Glace bidimensionnelle classique et quantique : phases de Coulomb et phases ordonnées

par Louis-Paul Henry

Thèse de doctorat en Physique

Sous la direction de Tommaso Roscilde.

Soutenue le 29-11-2013

à Lyon, École normale supérieure , dans le cadre de École doctorale de Physique et d’Astrophysique (Lyon) , en partenariat avec Laboratoire de physique (Lyon) (laboratoire) .


  • Résumé

    La frustration – c'est-à-dire la présence d'interactions de nature compétitive – donne lieu à des effets de grande complexité en physique. La glace – aussi bien la phase bien connue de l'eau, que ses analogues magnétiques, dites « glaces de spin » – en offre un exemple remarquable.
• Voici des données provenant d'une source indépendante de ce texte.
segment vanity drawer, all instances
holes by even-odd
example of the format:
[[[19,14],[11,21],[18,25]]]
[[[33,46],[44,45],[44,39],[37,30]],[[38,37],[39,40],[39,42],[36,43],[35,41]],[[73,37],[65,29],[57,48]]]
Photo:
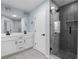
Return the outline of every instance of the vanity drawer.
[[[21,41],[23,44],[17,44],[17,49],[18,51],[22,51],[25,49],[28,49],[30,47],[33,47],[33,41],[31,38],[25,39],[23,41]],[[19,43],[19,42],[18,42]]]
[[[24,40],[24,39],[19,39],[19,40],[16,40],[16,41],[15,41],[15,44],[16,44],[17,46],[23,45],[24,43],[25,43],[25,40]]]

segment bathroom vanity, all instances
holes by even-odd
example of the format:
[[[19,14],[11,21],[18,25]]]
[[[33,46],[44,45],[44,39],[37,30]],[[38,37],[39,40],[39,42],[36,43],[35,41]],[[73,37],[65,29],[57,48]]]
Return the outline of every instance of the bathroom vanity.
[[[21,13],[21,12],[19,12]],[[8,13],[9,14],[9,13]],[[23,15],[23,14],[22,14]],[[26,15],[9,18],[1,15],[1,56],[11,55],[33,47],[33,33],[28,31]]]
[[[33,33],[13,33],[11,35],[2,34],[1,36],[2,57],[31,47],[33,47]]]

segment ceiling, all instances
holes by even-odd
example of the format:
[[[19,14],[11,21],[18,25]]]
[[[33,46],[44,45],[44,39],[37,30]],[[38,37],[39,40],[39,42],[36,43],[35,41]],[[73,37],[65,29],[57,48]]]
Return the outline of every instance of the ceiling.
[[[58,7],[67,5],[77,0],[52,0]]]
[[[1,0],[3,5],[30,12],[46,0]],[[52,0],[58,7],[69,4],[77,0]]]
[[[1,0],[1,4],[30,12],[44,1],[46,0]]]
[[[20,18],[22,18],[24,16],[24,12],[2,5],[1,6],[1,16],[5,16],[12,20],[20,20]]]

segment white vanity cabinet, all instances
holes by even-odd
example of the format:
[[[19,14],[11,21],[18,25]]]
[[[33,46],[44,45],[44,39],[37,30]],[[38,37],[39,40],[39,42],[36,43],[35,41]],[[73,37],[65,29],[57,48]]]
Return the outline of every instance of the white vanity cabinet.
[[[17,51],[28,49],[33,47],[33,36],[23,36],[18,37],[19,39],[15,41]]]
[[[10,55],[33,47],[33,35],[1,37],[1,56]]]
[[[14,40],[2,41],[1,43],[1,55],[9,55],[16,52],[16,45]]]

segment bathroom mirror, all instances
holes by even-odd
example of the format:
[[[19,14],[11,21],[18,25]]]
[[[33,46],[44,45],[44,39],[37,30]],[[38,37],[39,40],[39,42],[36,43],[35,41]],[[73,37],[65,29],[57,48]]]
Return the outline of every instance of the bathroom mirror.
[[[6,34],[7,32],[10,34],[27,34],[28,32],[30,32],[30,27],[33,22],[30,20],[31,16],[29,12],[2,3],[1,34]]]
[[[6,6],[1,6],[1,33],[24,33],[28,32],[29,17],[28,13]]]
[[[1,17],[1,32],[6,33],[7,31],[9,33],[20,33],[22,32],[21,28],[21,19],[12,19],[6,16]]]

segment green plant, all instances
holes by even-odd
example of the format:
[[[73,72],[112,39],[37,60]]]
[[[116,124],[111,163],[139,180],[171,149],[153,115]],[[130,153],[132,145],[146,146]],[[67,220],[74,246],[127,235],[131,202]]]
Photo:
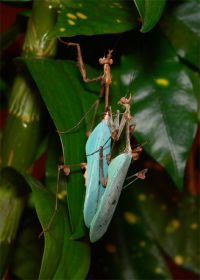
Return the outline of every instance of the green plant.
[[[90,267],[89,278],[169,279],[166,256],[198,274],[199,197],[194,170],[186,169],[194,160],[189,154],[199,119],[198,1],[165,6],[164,0],[34,0],[30,10],[29,1],[8,2],[27,9],[2,34],[3,54],[23,29],[22,20],[28,18],[28,27],[2,134],[1,275],[84,279]],[[138,166],[149,167],[148,177],[124,191],[92,257],[81,172],[61,178],[58,213],[44,244],[38,239],[40,224],[45,228],[54,209],[60,156],[67,164],[85,161],[90,118],[60,139],[56,130],[74,126],[99,94],[98,83],[81,81],[75,59],[66,59],[75,58],[74,50],[58,44],[57,37],[80,43],[90,77],[99,73],[99,57],[114,48],[111,105],[114,110],[131,90],[134,136],[147,142]],[[2,91],[8,78],[2,77]],[[44,153],[39,182],[31,167]]]

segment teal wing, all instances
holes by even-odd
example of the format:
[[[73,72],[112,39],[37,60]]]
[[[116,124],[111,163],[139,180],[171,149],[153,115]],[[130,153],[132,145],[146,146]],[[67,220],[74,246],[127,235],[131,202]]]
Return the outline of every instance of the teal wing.
[[[99,240],[107,231],[122,191],[131,158],[130,152],[123,153],[114,158],[108,167],[108,183],[90,225],[91,242]]]
[[[83,214],[87,227],[90,227],[90,223],[97,211],[99,201],[105,190],[99,178],[100,147],[103,147],[104,176],[107,177],[108,163],[106,155],[111,152],[111,135],[106,120],[102,120],[100,124],[96,126],[86,143],[87,179]]]

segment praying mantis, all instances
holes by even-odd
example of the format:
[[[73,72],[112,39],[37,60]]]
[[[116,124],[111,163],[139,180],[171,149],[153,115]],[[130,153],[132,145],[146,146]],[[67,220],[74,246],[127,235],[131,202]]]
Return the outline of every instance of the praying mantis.
[[[87,165],[85,163],[79,164],[81,168],[86,169],[86,194],[83,209],[84,221],[90,229],[90,241],[96,242],[103,236],[110,224],[132,160],[133,151],[130,146],[130,121],[132,119],[130,115],[131,96],[128,99],[125,97],[120,99],[119,104],[125,108],[125,112],[122,115],[120,123],[119,113],[117,113],[116,121],[113,121],[111,109],[109,108],[109,88],[112,82],[110,66],[113,64],[113,51],[109,50],[106,57],[99,59],[99,63],[103,65],[103,74],[96,78],[88,79],[86,77],[80,45],[77,43],[67,43],[61,39],[60,41],[68,46],[76,47],[78,67],[83,81],[86,83],[100,81],[100,98],[105,95],[103,120],[92,131],[86,143]],[[96,102],[95,113],[98,105],[99,102]],[[117,141],[124,126],[126,126],[126,149],[124,153],[118,155],[109,164],[111,138]],[[134,152],[136,155],[139,155],[141,150],[138,151],[135,149]],[[58,167],[57,188],[61,170],[66,175],[69,175],[70,169],[66,165]],[[134,176],[143,179],[145,173],[146,170],[143,170]],[[56,211],[57,201],[55,206]]]
[[[86,178],[86,196],[85,196],[85,203],[84,203],[84,220],[86,226],[90,229],[90,241],[96,242],[99,240],[104,233],[107,231],[107,228],[110,224],[114,211],[116,209],[123,184],[131,164],[131,160],[133,154],[139,154],[141,149],[131,149],[130,145],[130,121],[132,120],[132,116],[130,115],[130,101],[131,96],[129,98],[122,97],[118,104],[122,105],[125,108],[125,112],[123,113],[122,119],[120,124],[117,126],[116,133],[112,133],[114,140],[118,140],[120,134],[126,126],[126,148],[125,151],[111,160],[111,163],[108,165],[107,163],[107,156],[106,152],[109,150],[110,142],[108,140],[104,142],[103,146],[99,146],[99,159],[95,156],[93,159],[98,165],[99,161],[99,177],[98,173],[95,176],[92,176],[93,173],[93,166],[90,164],[88,165],[88,169],[92,169],[89,173],[88,177]],[[106,115],[106,119],[109,120],[108,116]],[[109,120],[111,122],[111,127],[113,129],[113,122],[112,119]],[[101,125],[101,123],[100,123]],[[108,125],[108,124],[106,124]],[[99,125],[96,127],[96,129]],[[108,126],[107,126],[108,127]],[[91,134],[91,139],[93,140],[94,135],[96,135],[96,131],[94,130]],[[101,134],[99,134],[101,135]],[[97,139],[101,138],[100,136],[96,136]],[[111,135],[111,133],[110,133]],[[107,134],[107,137],[109,133]],[[88,151],[87,147],[91,139],[88,139],[86,144],[86,152]],[[111,136],[110,136],[111,138]],[[108,138],[108,139],[110,139]],[[101,138],[103,139],[103,138]],[[99,140],[99,139],[98,139]],[[106,140],[106,139],[105,139]],[[99,143],[99,142],[98,142]],[[108,144],[108,146],[107,146]],[[96,145],[95,145],[96,148]],[[103,155],[102,150],[105,152]],[[94,154],[91,154],[94,156]],[[90,155],[88,155],[90,156]],[[88,159],[87,156],[87,159]],[[135,158],[135,155],[134,155]],[[103,163],[101,163],[103,161]],[[88,161],[90,163],[90,161]],[[96,167],[96,166],[95,166]],[[105,170],[104,170],[104,169]],[[106,172],[105,172],[106,171]],[[145,178],[145,173],[147,172],[146,169],[134,174],[133,176],[140,179]],[[106,177],[104,177],[106,174]],[[98,178],[97,178],[98,177]],[[95,179],[94,179],[95,178]],[[92,189],[93,187],[93,189]]]

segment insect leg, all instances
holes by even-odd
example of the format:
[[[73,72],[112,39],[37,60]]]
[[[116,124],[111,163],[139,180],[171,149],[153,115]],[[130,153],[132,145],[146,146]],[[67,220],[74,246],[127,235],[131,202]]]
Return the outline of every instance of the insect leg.
[[[148,171],[148,169],[143,169],[143,170],[138,171],[137,173],[135,173],[135,174],[133,174],[133,175],[127,177],[126,180],[129,180],[129,179],[134,178],[134,177],[135,177],[135,179],[133,179],[130,183],[128,183],[127,185],[125,185],[125,186],[123,187],[123,189],[126,189],[128,186],[130,186],[133,182],[135,182],[135,181],[138,180],[138,179],[144,180],[144,179],[146,178],[145,175],[146,175],[147,171]]]
[[[96,113],[97,113],[97,109],[98,109],[98,106],[99,106],[99,100],[97,99],[92,105],[91,107],[89,108],[89,110],[83,115],[83,117],[77,122],[76,125],[74,125],[73,127],[67,129],[67,130],[57,130],[58,134],[67,134],[67,133],[70,133],[72,132],[73,130],[75,130],[76,128],[78,128],[81,123],[83,122],[83,120],[86,118],[86,116],[90,113],[90,111],[94,108],[94,113],[93,113],[93,116],[92,116],[92,122],[91,122],[91,125],[90,125],[90,129],[89,129],[89,132],[92,130],[93,128],[93,125],[94,125],[94,121],[95,121],[95,117],[96,117]],[[89,134],[88,132],[88,134]]]
[[[100,81],[102,80],[102,75],[95,77],[95,78],[87,78],[86,75],[86,70],[85,70],[85,65],[83,62],[83,57],[82,57],[82,53],[81,53],[81,47],[78,43],[72,43],[72,42],[65,42],[62,39],[59,38],[59,41],[62,42],[63,44],[67,45],[67,46],[72,46],[72,47],[76,47],[77,49],[77,60],[78,60],[78,68],[80,70],[82,79],[85,83],[90,83],[90,82],[94,82],[94,81]]]
[[[39,238],[47,231],[49,231],[51,225],[52,225],[52,222],[55,218],[55,215],[58,211],[58,192],[59,192],[59,180],[60,180],[60,171],[62,169],[64,169],[66,166],[64,165],[58,165],[58,172],[57,172],[57,179],[56,179],[56,198],[55,198],[55,206],[54,206],[54,210],[53,210],[53,214],[51,216],[51,219],[49,221],[49,223],[47,224],[47,226],[43,229],[43,231],[39,234]],[[66,172],[67,172],[67,169],[66,169]]]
Pour des interactions à courte portée et des degrés de liberté classiques, son état fondamental est infiniment dégénéré, et comporte en outre des corrélations à longue portée induites par une contrainte locale, caractéristiques de la phase dite de Coulomb. Ses excitations élémentaires correspondent au retournement d'un dipôle qui se « fractionnalise » en deux monopôles. Dans cette thèse nous nous intéressons à la stabilité de cette phase de Coulomb dans la glace bidimensionnelle – réalisée aussi bien comme glace de protons dans des composés organiques, que comme glace de spin dans des systèmes nanomagnétiques. Dans le cas classique, les interactions dipolaires – présentes dans les systèmes expérimentaux – déstabilisent la phase de Coulomb dans son état fondamental. Cependant, une déformation de la simple géométrie planaire permet de récupérer cette phase dans un régime où différents états ordonnés entrent en compétition. Dans le cas quantique, les fluctuations dues à un champ magnétique transverse induisent une brisure de symétrie dans l'état fondamental qui, à basse température, cède la place à une phase de Coulomb quantique, réalisant un liquide de spin quantique avec excitations fractionnalisées. Nos résultats sont obtenus à l'aide de méthodes analytiques (analyse harmonique classique et quantique et théorie de perturbations) aussi bien que numériques (Monte Carlo) fondées sur des algorithmes originaux.

  • Titre traduit

    Classical and quantum two-dimensional ice : Coulomb and ordered phases


  • Résumé

    Frustration – namely the presence of competing interactions – gives rise to highly complex effects in physics. Ice – be it the well known water ice or its magnetic equivalent, the so-called spin-ice – offers a remarkable example in this context. For short-range interactions and classical degrees of freedom, its ground state is infinitely degenerate, and exhibits long-range correlations induced by a local constraint, characterizing the so-called Coulomb phase. Its elementary excitations correspond to the flip of a dipole “fractionalizing” into two monopoles. In this thesis we are interested in the stability of this Coulomb phase in the two-dimensional ice – realized in the form of a proton ice in organic compounds as well as of spin ice in nanomagnetic systems. In the classical case, dipolar interactions – present in the experimental systems – destabilize the Coulomb phase in the ground state. However, a slight deformation of the simple planar geometry allows to recover this phase in a regime where different ordered states compete with each other. In the quantum case, fluctuations due to a transverse magnetic field induce a symmetry breaking in the ground state, that melts at low temperature into a quantum Coulomb phase, realizing a quantum spin liquid with fractionalized excitations. Our results were obtained with analytical (classical and quantum normal-mode analysis and perturbation theory) as well as numerical techniques (Monte Carlo) based on original algorithms.